Caloric restriction in the intrauterine period seemed to affect the lipid metabolism in growing (1 mo old) and adult (6 mo old) rats. Plasma LDL cholesterol levels at the age of 6 mo in both sexes were mostly affected by IUGR. In humans, similar results have been obtained (13,14). In previously reported studies on rats, there are differences between the experimental designs, and the results are difficult to compare. Often, the triglycerides are increased in IUGR animals with rapid catch-up growth (11). However, in our study, the catch-up growth and increase in triglycerides in IUGR rats were not seen. Instead, we found that male RR offspring, which were fetally undernourished and lactated by their own dams, had higher plasma triglyceride levels than the CC and RC offspring, highlighting the effect of suckling dam. IUGR could affect lipid metabolism possibly through altered liver growth or liver development or altered endogenous cholesterol synthesis or absorption. In addition, epigenetic mechanisms may be a part of the programming, given that, e.g., a recent report revealed histone modifications surrounding the Cyp7a1 promoter in hypercholesterolemic IUGR pups of protein-restricted dams (15). We did not determine how the food restriction during pregnancy affected the milk quality of the lactating dams. It may have an effect, given that the RR offspring were still smaller than the other offspring at the age of 6 mo. However, the study design is somewhat imperfect at this point because a study group in which offspring of control mothers were lactated by food-restricted mothers was not included, and this may bias the result from the suckling effect result.
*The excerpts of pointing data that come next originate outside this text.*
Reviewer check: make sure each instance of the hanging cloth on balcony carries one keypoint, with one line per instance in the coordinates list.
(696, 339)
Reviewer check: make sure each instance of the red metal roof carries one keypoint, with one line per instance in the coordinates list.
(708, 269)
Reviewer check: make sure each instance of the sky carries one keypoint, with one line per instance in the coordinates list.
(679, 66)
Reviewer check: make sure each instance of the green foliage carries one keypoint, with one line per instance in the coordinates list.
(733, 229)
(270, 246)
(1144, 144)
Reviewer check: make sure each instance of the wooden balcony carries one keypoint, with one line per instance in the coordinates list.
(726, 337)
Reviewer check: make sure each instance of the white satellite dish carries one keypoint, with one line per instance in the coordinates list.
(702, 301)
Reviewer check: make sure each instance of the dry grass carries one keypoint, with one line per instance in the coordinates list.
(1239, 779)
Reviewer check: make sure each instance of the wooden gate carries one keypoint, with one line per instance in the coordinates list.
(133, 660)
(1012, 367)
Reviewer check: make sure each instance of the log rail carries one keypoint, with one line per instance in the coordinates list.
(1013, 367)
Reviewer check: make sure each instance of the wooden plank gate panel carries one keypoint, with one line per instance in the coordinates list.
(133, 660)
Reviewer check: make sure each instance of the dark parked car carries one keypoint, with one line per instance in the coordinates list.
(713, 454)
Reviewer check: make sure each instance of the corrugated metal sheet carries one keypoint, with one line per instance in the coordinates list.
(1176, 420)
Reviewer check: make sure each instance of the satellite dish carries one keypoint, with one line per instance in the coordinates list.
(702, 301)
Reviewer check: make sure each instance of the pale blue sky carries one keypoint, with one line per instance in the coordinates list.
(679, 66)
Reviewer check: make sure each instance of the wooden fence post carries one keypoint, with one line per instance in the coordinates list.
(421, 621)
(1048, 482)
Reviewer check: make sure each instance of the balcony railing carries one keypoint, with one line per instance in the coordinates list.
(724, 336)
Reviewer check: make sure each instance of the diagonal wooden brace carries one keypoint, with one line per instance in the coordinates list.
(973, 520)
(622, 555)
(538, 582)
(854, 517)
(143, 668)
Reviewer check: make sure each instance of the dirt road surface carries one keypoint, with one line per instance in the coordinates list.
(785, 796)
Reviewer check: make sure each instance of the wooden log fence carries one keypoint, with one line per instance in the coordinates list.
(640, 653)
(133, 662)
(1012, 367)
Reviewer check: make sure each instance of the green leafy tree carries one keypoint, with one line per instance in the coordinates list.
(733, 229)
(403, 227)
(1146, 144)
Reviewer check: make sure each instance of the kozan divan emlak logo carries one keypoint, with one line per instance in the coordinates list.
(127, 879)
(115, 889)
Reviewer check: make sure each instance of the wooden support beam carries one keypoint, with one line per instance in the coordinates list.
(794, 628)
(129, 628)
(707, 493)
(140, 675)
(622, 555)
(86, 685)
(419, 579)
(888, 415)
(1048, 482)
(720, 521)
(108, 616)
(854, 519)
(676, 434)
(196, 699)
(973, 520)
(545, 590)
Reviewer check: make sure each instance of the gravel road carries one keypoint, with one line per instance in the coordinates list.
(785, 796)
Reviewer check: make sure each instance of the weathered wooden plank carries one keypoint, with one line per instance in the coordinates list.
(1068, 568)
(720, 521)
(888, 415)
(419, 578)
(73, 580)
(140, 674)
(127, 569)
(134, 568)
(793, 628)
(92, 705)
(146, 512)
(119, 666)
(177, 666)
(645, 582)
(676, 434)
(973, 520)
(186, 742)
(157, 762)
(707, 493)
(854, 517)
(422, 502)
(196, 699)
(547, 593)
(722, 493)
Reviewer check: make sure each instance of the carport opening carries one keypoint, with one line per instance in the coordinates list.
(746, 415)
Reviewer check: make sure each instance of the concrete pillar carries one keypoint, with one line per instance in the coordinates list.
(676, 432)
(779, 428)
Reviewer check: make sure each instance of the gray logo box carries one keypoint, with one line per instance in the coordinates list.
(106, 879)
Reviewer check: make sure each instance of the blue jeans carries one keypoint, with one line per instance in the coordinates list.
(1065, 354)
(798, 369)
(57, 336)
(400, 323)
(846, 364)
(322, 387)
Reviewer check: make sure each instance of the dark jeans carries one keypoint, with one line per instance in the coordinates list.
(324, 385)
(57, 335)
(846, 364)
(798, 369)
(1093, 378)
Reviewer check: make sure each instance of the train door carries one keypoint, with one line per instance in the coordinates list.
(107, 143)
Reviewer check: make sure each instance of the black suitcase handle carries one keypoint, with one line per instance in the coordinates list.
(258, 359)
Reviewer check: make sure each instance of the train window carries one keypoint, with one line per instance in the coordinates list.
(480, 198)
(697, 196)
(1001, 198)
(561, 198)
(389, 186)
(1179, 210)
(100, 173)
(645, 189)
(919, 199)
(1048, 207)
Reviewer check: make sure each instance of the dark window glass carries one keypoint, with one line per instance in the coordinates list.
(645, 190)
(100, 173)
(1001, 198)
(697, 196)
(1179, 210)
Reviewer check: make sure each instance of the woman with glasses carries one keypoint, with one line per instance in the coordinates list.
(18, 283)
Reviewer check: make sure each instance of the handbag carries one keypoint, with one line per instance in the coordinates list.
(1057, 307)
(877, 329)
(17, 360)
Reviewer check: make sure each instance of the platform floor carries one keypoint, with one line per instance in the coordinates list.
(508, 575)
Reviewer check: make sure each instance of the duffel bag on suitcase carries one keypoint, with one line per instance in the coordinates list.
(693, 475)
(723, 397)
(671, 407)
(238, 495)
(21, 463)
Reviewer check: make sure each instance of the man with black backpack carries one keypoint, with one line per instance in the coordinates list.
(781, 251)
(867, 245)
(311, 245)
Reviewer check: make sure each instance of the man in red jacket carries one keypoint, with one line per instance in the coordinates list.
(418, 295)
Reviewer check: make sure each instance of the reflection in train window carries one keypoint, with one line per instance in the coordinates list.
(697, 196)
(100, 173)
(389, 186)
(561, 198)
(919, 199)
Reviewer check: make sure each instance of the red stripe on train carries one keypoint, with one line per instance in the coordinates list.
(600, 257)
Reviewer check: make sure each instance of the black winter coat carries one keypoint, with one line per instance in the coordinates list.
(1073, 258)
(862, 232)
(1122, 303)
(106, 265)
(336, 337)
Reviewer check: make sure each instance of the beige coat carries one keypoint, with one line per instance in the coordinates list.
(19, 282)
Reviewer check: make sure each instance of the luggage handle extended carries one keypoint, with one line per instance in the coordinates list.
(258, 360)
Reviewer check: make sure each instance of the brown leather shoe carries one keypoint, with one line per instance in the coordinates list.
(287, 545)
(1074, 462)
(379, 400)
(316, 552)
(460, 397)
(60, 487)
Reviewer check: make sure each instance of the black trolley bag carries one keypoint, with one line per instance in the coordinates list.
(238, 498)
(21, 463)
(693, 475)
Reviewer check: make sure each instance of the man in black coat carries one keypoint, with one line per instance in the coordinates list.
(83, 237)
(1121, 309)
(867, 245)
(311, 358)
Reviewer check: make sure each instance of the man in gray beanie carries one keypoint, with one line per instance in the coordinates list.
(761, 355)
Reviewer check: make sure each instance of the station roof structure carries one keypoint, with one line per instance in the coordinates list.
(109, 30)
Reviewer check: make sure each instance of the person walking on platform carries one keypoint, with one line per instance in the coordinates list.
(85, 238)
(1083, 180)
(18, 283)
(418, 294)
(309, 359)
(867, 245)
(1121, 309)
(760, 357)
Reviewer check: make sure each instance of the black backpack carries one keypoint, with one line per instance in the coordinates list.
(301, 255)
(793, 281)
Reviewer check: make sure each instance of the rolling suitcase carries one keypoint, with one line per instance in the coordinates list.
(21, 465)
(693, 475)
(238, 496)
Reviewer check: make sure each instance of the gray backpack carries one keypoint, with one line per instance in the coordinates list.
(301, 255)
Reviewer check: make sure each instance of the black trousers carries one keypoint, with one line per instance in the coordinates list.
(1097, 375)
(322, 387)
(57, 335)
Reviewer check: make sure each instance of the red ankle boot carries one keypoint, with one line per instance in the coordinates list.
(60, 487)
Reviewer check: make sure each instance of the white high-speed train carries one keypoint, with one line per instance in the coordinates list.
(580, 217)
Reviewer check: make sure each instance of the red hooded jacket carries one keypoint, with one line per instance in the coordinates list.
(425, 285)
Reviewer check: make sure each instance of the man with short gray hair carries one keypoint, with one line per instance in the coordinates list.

The method by which IUGR is induced may confer some variability to studies. In most of the animal studies related to IUGR, the maternal nutritional availability has been manipulated to create offspring that are small at birth. Maternal caloric and protein restriction are the most widely used methods. In some studies, the growth of rat fetuses has been restricted by unilateral or bilateral uterine artery ligation in late gestation, which has led to impaired glucose tolerance in adult life (16). In addition, the effects of postnatal growth patterns vary between artery ligation studies, and there are also differences between the studies in the nutrition during lactation. Evidence for catch-up growth after lactation has (17,18) or has not been obtained (16). However, the majority of these studies have reported impaired glucose tolerance in male progeny by the time they reach adulthood (16,17,18).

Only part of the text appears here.